Arap medyasının klişe Yahudi karşıtı karikatürlerini yayınlamakta gösterdiği gönüllülük arasındaki zıtlığı fark etmemek imkansız, Danimarka'daki karikatür krizinden sonra yapılan bir gösteri sırasında, siyah çarşaflara bürünmüş bir kişinin "Tanrı Hitler'i korusun" pankartı taşımasını da öyle. Kendilerini "ılımlı İslamcı ya da ılımlı Müslüman" gösteren kimseler diyebilirler ki "o kişi provakatör olarak göstericilerin arasına sızdırışmıştır." Peki sormak isterim, İslam'a yapılan saygısızlığa bu derece karşı çıkan ve o karikatüristi orada yakalasa linç edecek bir topluluk, konu başkasının kutsalına geldiği zaman neden aynı tepkiyi göstermiyor? (bamq)
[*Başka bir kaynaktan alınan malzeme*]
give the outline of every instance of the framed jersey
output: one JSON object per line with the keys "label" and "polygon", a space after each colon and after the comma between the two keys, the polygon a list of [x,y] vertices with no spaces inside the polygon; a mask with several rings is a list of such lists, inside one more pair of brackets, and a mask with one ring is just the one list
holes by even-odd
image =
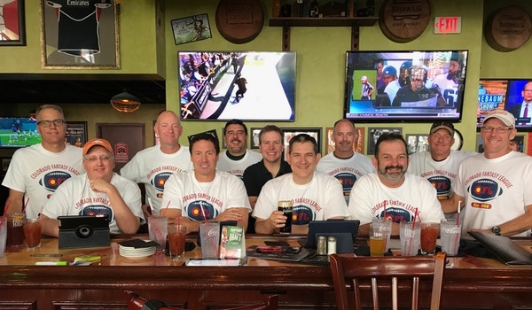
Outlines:
{"label": "framed jersey", "polygon": [[41,1],[46,68],[120,69],[114,0]]}

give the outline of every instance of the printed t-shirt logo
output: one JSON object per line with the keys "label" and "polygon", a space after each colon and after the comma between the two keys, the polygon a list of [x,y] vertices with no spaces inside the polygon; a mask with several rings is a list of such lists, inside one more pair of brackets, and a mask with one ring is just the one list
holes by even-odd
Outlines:
{"label": "printed t-shirt logo", "polygon": [[306,225],[314,221],[314,213],[307,205],[294,205],[292,210],[292,223],[294,225]]}
{"label": "printed t-shirt logo", "polygon": [[[380,212],[379,218],[385,217],[384,210]],[[400,223],[402,221],[411,221],[413,216],[410,212],[396,207],[390,207],[386,209],[386,219],[391,219],[392,222]]]}
{"label": "printed t-shirt logo", "polygon": [[160,174],[157,174],[152,179],[152,185],[153,185],[153,187],[155,187],[157,190],[163,191],[164,184],[166,183],[167,180],[170,177],[170,175],[172,175],[171,172],[161,172]]}
{"label": "printed t-shirt logo", "polygon": [[197,200],[190,203],[185,206],[184,212],[189,219],[194,221],[204,221],[205,218],[210,220],[218,216],[218,212],[213,205],[205,200]]}
{"label": "printed t-shirt logo", "polygon": [[70,174],[64,171],[51,171],[39,180],[39,185],[50,191],[55,191],[68,178]]}
{"label": "printed t-shirt logo", "polygon": [[334,175],[335,178],[340,181],[341,188],[343,189],[344,195],[349,195],[353,184],[356,182],[356,175],[344,172]]}
{"label": "printed t-shirt logo", "polygon": [[503,189],[498,183],[490,179],[480,179],[473,182],[468,188],[467,192],[475,200],[486,202],[490,201],[503,194]]}
{"label": "printed t-shirt logo", "polygon": [[107,215],[107,219],[109,219],[109,221],[112,221],[113,209],[102,205],[87,205],[83,209],[82,209],[82,211],[80,211],[80,215]]}
{"label": "printed t-shirt logo", "polygon": [[427,180],[436,189],[438,196],[449,196],[450,194],[450,180],[448,177],[436,175]]}

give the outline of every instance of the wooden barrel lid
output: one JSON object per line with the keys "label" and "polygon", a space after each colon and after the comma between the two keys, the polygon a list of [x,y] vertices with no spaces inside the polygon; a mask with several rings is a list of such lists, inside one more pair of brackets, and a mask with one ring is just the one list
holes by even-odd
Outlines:
{"label": "wooden barrel lid", "polygon": [[397,43],[413,41],[430,22],[428,0],[386,0],[379,15],[380,30]]}
{"label": "wooden barrel lid", "polygon": [[262,30],[264,12],[260,0],[222,0],[216,8],[216,27],[229,42],[243,44]]}
{"label": "wooden barrel lid", "polygon": [[498,51],[512,51],[528,41],[532,33],[530,15],[522,8],[508,6],[491,15],[484,27],[488,44]]}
Dini diğer siyasi görüş ya da herhangi bir felsefe ya da öğretinden çok daha kalın bir kalkanla korumanın bir sonucu olarak; tüm politikacılar yüzlerinin saygısız karikatürlerine alışmalı ve hiçkimse onları savunmak için ayaklanmamalıdır. Ancak din söz konusu olduğunda, bizden böylesi eşsizi ayrıcalıklı bir özveri beklenmektedir.
Not: İşte dinin ayrıcalığını vurgulayan bir diğer tuhaf örnek. 21 Şubat 2006'da Birleşik Devletler yüksek mahkemesi herkesin uymak zorunda olduğu, halüsinasyon etkisi yapan ilaçların alınmamasını dikte eden bir kanundan New Mexico'daki bir kilisenin muaf tutulması kararını aldı. Centro Espirita Beneficiente Uniao do Vegetal'in (Brezilya'da Amazon bölgesinde faaliyet gösteren bir Hristiyan cemiyeti) imanlı üyeleri, yalnızca "hoasca çayı" içtiklerinde Tanrı'yı anlayabileceklerine inanıyorlardı ki bu çay yasa dışı, halüsinojenik bir madde olan "dimethyltryptamine" içeriyordu. Bu ilacı kullanma hakkını elde etmek için, Tanrı'yı kavrayışlarını arttırdığını söylemelerinin yeterli olduğunun altını çizerim, belgelerle veya ampirik olarak mahkemeye herhangi bir ispat sunulamayan bir neden ile, inanç nedeni ile. Aynı şekilde Hindistan'da da kimi yerlerde dinsel ritüellerde transa geçmelerine yardımcı olduğu için marijuana kullanmak serbesttir, bu hakkı elde ederken öne sürülen tek argüman din ayrıcalığı.
Not2: Bu yazı Danimarka'daki karikatür krizi sonrası kutsal değerlere saygı bekleyen ve İslam'ın hoşgörü dini olduğunu iddia edecek komikliğe ulaşan, üstüne üstlük Danimarka bayraklarını yakan göstericilere ithaf edilmiştir, ironiden anlayan nesiller yetişmesi temennisiyle.